Hybrid animals A hybrid animal is one with parentage of two separate species, differentiating it from crossbred animals, which have parentage of the same species. Hybrids are usually, but not always, sterile. One of the most ancient types of hybrid animal is the mule, a cross between a female horse and a male donkey or ass. Theliger is a hybrid cross between a male lion and female tiger. The yattle is a cross between a cow and a yak. Other crosses include the tigon (between a female lion and male tiger) and yakalo (between a yak and buffalo). The Incas recognized that hybrids of Lama glama (llama) and Lama pacos (alpaca) resulted in a hybrid with none of the advantages of either parent. [5]
At one time it was thought that dogs and wolves were separate species, and the crosses between dogs and wolves were called wolf hybrids. Today wolves and dogs are both recognized as Canis lupus, but the old term "wolf hybrid" is still used. Mixed breeds A mixed-breed animal is defined as having undocumented or unknown parentage, while a crossbreed generally has known, usually purebred parents of two distinct breeds or varieties. A dog of unknown parentage is often called a mixed-breed dog, "mutt" or "mongrel." A cat of unknown parentage is often referred to as domestic short-haired or domestic long-haired cat generically, and in some dialects is often called a "moggy". A horse of unknown bloodlines is a grade horse.

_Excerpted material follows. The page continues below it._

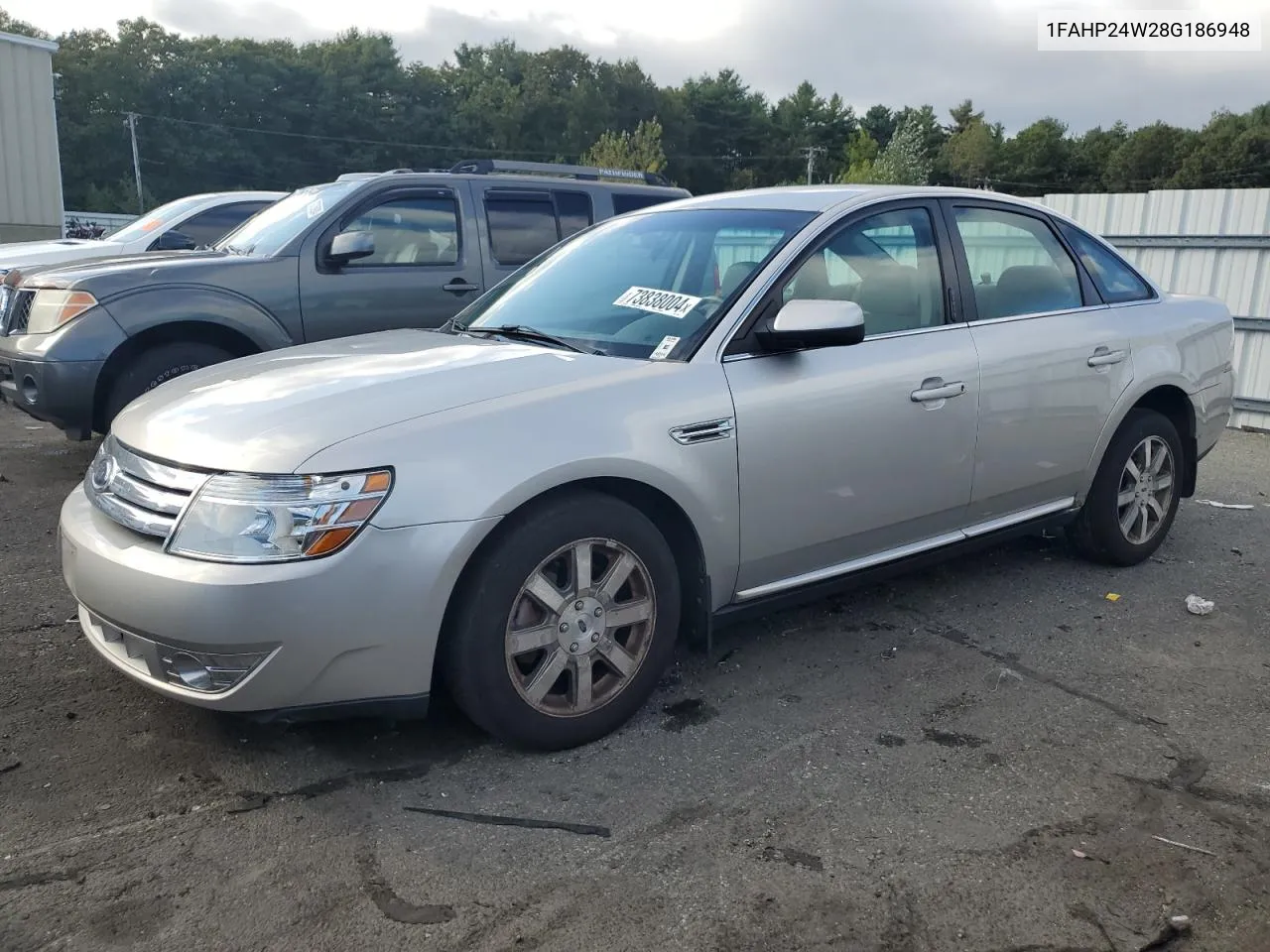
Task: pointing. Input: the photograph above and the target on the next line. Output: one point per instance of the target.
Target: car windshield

Grading-up It is a type of breeding system used to bring about radical improvement in unproductive breeds. Simple grading-up involves mating animals of two breeds (one to be improved and the other to do the improving). The resulting hybrids are mated for several generations with males of the improving breed until the desired type of animal is obtained. Highly productive hybrids of the fourth, fifth, and sixth generations that attain the desired traits of the improving breed are inbred, sometimes resulting in the creation of a new breed. Grading-up involving several improving breeds is the quickest and most efficient method of radically improving unproductive livestock and transforming breeds (for example, changing coarse-wooled breeds of sheep into fine-wooled and semifine-wooled breeds). The rate at which a breed can be transformed and improved depends on the extent of hereditary differences between the animals of the breeds being crossed, the degree of hereditary stability of the breeds, the care taken in selecting and matching the hybrids, and the feeding and maintenance conditions of the young hybrids. Grading-up is used to breed almost all species of agricultural animals. In the USSR it was widely used from 1925 to 1950 to increase the breed purity and productivity of commercial and breeding herds.